No – you stand blankly, immovable in the throne room until the court all leave. Medusa alone remains, but she, too, is silent.

Time passes, as it does. There are crises, and triumphs, and tears and laughter (though you can laugh only with your eyes). You have to put Maximus down more than once, and refuse to let go of the clinging hope that he will somehow return to the way he was before. (He was never 'the way he was' in your mind. But the hope won't acknowledge that. He is your brother, and that matters.) Ahura, for his part, is punted here and there – custody of the fantastic 4, controlled by Maximus, subdued by the pacifiers, safely far away in freedom; dead, for all you know of him. You keep track of where he goes, but do not presume to seek him out too directly. Healing is needed, and you are uncertain, yet, of your ability to provide it.

Then the worlds start to collide. Though you are a king, and you threw away so very much before for this, it is strange; at the end of the world, the only thing that matters is your son. At once your most selfish and selfless ideal, it is like he is suddenly a beacon of light, drowning out the importance of lesser things around it. He is your son, and that matters. The worlds colliding; lives snuffed out by the worldfull, over and over and over; it makes most concerns pale to insignificance, but somehow it will be all worth it if Ahura endures. His significance is only heightened by the backdrop of chaotic destruction. You seek him out.
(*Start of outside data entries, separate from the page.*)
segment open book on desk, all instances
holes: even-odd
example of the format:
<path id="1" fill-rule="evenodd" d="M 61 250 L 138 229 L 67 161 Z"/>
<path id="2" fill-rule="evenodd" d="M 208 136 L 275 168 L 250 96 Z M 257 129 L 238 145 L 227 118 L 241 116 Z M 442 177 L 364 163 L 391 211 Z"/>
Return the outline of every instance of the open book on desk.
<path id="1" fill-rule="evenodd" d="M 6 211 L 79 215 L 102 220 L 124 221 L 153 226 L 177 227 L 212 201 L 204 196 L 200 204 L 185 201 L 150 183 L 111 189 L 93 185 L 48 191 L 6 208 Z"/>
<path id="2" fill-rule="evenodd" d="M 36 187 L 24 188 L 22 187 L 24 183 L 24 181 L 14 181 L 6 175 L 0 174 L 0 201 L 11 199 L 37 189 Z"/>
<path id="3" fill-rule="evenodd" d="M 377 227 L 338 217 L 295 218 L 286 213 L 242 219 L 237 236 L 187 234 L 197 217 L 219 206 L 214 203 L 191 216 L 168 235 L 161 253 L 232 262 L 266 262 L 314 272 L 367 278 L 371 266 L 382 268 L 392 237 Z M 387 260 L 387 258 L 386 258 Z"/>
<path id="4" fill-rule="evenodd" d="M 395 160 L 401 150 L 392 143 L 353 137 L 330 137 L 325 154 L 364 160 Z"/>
He is so tall – so much taller than the last time you saw him.

And you want to scream at him: I love you, Ahura. I love you, but telling him this could kill him and devastate the very landscape around you – destroy the matter surrounding you both down to the very atoms. This is the nature of your power, the depth of your emotion. The distance of the gulf between you. Giving him up this final time is akin to tearing your heart out of your chest, and though no being you know of would be capable of doing so - such is your might – Ahura succeeds without even trying. The iron strength of his gaze is devastating, for you know that he has achieved such strength on his own, without even the need for his own father's guidance. Saving him is worth all his hatred, worth any pain you can endure and beyond.

And as you are parted for what must be the last time, it hits home that all of your history has been naught but distance and going away – never joining, never learning one another, never healing the gap that was born between you. This is your son; you do not know him, and he does not care. He has grown far beyond your teaching and your love, and in some way this is the proof of a successful father.

But you cannot bring yourself to feel any pride about that.